GAZA: The Emir of Qatar’s visit to Gaza on Tuesday was a daring move according to analysts who believe the aim is to rehabilitate Hamas’ image in Western eyes. This could coax it into the peace camp at a time when the Arab Spring revolts, and civil war in Syria, have been reshaping power balances across the Middle East.
The Emir, Shaikh Hamad Bin Khalifa Al Thani, who is rare among Arab rulers in having met senior Israeli officials, denounced Israel’s policies and praised people in Gaza for standing up to it with “bare chests” — but he also urged rival Palestinian leaders to abandon their feuds.
The Gaza Strip is all but cut off from the world under a land and sea blockade by Israel and Egypt that is intended to obstruct the import of arms to Hamas.
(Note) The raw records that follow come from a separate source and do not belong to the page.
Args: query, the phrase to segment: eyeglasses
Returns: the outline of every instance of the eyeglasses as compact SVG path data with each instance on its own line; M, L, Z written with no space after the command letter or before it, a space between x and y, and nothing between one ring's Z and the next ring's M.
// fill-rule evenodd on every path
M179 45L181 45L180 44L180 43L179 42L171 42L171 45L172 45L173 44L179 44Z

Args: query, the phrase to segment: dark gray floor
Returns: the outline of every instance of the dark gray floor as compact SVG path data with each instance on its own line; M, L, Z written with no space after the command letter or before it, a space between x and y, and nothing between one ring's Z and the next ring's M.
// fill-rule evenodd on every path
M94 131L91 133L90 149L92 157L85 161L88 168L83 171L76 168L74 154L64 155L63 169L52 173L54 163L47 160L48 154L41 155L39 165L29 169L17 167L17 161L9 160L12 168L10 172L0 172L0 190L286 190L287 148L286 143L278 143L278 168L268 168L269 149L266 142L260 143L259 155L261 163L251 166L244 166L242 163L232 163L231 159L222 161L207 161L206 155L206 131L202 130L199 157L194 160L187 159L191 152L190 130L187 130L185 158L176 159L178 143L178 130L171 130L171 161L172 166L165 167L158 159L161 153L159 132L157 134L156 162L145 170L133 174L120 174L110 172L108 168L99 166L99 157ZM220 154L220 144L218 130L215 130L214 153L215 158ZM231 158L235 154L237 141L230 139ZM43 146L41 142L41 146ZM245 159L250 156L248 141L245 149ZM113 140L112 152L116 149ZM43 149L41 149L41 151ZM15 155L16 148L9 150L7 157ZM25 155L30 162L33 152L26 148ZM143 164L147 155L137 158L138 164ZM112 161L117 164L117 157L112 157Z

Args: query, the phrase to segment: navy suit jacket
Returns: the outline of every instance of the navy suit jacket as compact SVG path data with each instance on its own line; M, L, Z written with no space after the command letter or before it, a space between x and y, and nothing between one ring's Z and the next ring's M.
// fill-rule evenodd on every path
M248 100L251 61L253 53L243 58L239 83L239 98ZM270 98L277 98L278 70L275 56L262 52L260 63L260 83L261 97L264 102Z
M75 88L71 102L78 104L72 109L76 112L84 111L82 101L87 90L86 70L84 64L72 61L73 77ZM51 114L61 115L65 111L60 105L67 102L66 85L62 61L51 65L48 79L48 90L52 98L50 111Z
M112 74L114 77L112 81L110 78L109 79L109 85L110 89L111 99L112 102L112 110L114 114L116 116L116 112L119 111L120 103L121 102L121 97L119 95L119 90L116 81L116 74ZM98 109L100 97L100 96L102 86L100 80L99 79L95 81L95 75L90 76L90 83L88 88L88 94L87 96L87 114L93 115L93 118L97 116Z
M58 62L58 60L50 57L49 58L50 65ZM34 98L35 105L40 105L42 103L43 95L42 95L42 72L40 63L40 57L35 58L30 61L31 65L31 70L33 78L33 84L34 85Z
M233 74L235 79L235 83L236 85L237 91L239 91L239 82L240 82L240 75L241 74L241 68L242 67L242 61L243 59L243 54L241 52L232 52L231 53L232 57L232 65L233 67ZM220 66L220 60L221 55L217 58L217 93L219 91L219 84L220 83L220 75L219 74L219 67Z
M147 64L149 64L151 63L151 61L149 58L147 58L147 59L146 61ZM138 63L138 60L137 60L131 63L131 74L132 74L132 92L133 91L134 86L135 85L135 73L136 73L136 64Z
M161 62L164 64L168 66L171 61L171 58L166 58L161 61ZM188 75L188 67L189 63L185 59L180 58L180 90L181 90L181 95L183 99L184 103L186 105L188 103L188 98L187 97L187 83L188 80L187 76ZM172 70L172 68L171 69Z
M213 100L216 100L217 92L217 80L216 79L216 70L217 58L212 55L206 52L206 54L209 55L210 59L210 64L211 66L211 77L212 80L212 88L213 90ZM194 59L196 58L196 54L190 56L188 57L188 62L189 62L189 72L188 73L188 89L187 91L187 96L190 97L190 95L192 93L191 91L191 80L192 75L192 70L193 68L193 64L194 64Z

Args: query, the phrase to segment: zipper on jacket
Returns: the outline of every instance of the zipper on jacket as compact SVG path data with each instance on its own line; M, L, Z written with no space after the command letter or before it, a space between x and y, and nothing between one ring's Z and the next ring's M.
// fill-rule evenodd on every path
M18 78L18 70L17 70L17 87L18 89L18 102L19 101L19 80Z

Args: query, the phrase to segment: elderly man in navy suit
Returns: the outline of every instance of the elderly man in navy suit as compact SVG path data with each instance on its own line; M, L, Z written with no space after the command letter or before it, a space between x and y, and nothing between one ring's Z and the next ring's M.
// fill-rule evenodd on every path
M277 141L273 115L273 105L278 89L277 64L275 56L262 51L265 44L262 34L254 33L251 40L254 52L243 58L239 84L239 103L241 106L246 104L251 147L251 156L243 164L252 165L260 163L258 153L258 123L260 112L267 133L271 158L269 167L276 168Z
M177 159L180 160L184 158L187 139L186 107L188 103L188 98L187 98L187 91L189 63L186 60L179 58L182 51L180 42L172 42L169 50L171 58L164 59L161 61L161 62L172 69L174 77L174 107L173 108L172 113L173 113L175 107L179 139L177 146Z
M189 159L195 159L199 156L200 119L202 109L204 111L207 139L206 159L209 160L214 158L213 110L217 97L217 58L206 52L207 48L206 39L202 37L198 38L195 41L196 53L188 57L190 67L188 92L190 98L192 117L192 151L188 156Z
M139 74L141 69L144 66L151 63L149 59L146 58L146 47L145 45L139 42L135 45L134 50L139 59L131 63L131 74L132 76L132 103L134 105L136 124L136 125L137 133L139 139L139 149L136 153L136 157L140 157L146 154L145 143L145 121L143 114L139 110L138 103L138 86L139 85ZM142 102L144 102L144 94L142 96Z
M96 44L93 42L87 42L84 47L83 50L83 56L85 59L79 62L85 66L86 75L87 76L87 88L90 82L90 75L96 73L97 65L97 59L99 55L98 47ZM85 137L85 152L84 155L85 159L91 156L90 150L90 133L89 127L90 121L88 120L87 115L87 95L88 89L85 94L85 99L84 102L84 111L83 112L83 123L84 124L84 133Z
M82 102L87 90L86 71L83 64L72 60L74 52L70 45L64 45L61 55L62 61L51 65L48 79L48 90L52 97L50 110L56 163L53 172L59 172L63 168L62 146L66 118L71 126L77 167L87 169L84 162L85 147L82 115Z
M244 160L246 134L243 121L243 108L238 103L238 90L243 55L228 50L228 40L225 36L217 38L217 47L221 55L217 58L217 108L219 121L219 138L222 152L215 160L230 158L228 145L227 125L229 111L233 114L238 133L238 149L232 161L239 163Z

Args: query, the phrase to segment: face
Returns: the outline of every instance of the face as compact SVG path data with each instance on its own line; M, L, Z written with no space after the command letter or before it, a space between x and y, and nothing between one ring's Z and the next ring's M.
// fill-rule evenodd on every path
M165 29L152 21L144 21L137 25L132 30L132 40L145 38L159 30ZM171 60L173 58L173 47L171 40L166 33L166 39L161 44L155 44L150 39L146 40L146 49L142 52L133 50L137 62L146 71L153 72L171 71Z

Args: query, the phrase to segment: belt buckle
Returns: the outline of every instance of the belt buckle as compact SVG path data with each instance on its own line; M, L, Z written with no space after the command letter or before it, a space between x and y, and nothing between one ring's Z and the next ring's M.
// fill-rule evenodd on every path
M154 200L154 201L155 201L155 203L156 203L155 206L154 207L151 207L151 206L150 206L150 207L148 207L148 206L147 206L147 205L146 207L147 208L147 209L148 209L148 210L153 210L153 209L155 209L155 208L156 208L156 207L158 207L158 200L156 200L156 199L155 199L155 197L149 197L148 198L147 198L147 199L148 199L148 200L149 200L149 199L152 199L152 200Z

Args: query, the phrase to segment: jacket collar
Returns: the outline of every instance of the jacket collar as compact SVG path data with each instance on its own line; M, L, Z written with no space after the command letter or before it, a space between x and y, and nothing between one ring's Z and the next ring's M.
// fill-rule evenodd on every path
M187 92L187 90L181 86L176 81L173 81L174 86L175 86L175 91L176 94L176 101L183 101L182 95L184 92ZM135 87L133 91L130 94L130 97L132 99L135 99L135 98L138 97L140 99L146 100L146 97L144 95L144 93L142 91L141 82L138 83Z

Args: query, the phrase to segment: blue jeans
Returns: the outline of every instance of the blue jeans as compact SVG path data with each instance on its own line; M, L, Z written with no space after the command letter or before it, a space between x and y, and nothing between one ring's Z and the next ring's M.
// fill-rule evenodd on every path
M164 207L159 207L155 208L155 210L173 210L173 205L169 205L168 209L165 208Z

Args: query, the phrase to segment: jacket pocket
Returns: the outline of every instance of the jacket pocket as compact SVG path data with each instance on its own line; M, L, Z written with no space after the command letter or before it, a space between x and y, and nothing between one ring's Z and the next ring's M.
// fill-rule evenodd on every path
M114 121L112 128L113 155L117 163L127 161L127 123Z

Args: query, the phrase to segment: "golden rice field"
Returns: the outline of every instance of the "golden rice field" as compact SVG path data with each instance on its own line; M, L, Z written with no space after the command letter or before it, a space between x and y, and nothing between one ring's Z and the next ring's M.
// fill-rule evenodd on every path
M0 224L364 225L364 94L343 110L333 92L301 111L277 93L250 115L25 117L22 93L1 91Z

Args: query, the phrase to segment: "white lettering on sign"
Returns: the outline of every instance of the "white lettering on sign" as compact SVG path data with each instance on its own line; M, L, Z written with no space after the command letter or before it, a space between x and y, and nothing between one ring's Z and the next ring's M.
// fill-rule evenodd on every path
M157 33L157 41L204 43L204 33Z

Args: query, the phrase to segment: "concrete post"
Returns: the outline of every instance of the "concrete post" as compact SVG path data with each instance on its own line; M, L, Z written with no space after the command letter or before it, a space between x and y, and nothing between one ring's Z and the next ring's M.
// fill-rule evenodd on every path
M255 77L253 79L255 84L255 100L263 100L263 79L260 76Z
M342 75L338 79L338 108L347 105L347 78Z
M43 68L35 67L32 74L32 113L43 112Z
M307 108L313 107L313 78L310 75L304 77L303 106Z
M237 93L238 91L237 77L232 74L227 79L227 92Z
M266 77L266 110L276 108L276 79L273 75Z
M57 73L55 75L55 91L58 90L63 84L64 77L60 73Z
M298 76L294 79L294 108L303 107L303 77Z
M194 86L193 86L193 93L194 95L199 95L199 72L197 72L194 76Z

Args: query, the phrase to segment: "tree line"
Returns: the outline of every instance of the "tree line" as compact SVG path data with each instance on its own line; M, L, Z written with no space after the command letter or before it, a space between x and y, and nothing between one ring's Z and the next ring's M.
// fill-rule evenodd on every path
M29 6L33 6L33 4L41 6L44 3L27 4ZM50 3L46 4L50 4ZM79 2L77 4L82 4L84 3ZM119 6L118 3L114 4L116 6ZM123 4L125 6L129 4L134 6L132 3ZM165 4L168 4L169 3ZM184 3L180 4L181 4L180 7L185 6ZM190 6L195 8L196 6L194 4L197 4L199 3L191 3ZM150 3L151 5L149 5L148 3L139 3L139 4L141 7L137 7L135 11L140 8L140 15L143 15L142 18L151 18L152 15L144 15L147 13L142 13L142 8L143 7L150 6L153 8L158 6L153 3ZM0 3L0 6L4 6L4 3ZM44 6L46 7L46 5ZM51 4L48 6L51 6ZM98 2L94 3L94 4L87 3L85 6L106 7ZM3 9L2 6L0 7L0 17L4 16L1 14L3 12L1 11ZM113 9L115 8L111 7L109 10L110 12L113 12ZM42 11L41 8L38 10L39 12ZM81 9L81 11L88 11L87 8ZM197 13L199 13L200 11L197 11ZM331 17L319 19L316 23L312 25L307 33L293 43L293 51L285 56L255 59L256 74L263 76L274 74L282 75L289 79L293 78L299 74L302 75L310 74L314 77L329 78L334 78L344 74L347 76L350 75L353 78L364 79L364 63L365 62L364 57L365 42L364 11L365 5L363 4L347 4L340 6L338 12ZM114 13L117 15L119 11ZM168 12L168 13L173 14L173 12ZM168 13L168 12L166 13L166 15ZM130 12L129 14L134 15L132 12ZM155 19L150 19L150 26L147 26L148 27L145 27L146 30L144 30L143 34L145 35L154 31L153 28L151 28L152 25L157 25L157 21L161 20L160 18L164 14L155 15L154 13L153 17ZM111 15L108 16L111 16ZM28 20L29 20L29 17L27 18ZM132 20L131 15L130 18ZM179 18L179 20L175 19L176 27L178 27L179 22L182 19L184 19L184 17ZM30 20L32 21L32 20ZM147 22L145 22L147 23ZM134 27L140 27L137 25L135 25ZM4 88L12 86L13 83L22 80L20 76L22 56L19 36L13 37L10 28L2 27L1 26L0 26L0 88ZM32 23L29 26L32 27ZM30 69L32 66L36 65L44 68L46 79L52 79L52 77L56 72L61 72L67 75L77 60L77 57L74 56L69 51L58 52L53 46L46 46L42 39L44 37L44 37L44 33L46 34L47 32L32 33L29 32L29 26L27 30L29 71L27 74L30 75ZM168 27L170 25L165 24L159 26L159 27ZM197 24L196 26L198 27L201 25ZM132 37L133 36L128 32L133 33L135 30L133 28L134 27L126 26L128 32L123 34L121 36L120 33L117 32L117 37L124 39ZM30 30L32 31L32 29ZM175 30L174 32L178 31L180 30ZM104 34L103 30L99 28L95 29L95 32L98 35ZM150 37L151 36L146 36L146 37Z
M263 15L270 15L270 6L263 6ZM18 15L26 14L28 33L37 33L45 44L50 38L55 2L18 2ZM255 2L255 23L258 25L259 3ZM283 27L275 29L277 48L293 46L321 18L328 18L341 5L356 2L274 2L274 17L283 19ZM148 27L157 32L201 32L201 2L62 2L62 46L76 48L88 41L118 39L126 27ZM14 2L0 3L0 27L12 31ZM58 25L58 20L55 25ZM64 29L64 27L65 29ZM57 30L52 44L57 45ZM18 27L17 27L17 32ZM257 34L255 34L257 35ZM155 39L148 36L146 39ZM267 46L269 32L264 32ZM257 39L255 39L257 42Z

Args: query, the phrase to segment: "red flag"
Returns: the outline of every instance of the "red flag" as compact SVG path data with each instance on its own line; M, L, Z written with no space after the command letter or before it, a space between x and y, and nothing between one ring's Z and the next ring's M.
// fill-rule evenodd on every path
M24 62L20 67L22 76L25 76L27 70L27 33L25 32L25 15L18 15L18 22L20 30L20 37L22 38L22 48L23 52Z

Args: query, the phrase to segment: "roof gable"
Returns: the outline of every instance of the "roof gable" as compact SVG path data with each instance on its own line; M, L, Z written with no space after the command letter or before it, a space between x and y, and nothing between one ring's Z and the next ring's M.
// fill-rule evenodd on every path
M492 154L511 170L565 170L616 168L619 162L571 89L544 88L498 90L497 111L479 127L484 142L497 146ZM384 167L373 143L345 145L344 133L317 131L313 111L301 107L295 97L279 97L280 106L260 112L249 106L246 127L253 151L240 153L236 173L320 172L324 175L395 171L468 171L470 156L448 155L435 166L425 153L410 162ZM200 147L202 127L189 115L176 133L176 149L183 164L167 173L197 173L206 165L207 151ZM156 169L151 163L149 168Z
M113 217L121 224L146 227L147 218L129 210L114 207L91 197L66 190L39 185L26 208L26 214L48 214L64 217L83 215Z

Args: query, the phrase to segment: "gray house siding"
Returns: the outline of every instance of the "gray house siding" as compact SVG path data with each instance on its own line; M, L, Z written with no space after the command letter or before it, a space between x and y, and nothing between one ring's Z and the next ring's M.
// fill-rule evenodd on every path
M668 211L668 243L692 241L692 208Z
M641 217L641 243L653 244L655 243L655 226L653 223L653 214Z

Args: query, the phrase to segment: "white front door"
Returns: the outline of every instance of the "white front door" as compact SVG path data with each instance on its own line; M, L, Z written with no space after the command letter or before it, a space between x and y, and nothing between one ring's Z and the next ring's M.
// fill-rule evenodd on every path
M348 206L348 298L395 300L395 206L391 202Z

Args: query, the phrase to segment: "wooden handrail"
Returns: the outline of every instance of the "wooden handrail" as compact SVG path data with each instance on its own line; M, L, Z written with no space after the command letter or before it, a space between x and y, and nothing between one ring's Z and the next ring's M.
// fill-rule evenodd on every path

A Sunni Islamist group like several others supported by Qatar elsewhere, it has long been aided by Shiite Iran and its allies Syria and Hezbollah. In the Israeli-occupied West Bank, the Palestinian Authority of President Mahmoud Abbas, Hamas’ arch-rival, said it hoped the Qatari visit would not hinder the rebuilding of Palestinian unity, nor endorse a separate Palestinian territory in Gaza.
This was the first visit to Gaza by any national leader since Hamas seized control of the enclave where 1.7 million people live from Abbas’ forces in 2007. Israel had pulled out its troops and colonists from the territory two years earlier.
In Washington, State Department spokeswoman Victoria Nuland said the United States was concerned about the “destabilising” role of Hamas in the region. “The Qataris have described this as a humanitarian mission,” she said. “We would hope that the opportunity was taken to make clear the importance of Palestinians and Israelis talking to each other.”
Ganem Nuseibeh of London-based consultancy Cornerstone Global said: “Qatar now is directly involving itself in the Palestinian issue. It is certainly a bold step that goes beyond what any other country in the region would have done...”
“Qatar is acting as a go-between between the West and Hamas. Though both the West and Hamas prefer not to admit this, both in fact are eager for someone to assume such a role. Only Qatar is able to do so given its regional status, and it’s doing it through economic diplomacy.”
Analysts in Gaza also saw the visit as an attempt by the Emir to use his leverage with Western capitals to help Hamas out of isolation and move them into mainstream politics, using their falling out with Shiite Iran over the conflict in Syria as a stepping stone to break Tehran’s influence on them for good. Among signs of Hamas’ shifting focus was the move of exiled leaders this year from Damascus to the Qatari capital Doha.
The Gaza Strip unquestionably needs the reconstruction aid Qatar is now going to provide. Little has been repaired in Gaza since a devastating three-week offensive by Israeli forces in the winter of 2008-2009 to stop Hamas and other groups firing rockets and mortars at southern Israeli communities.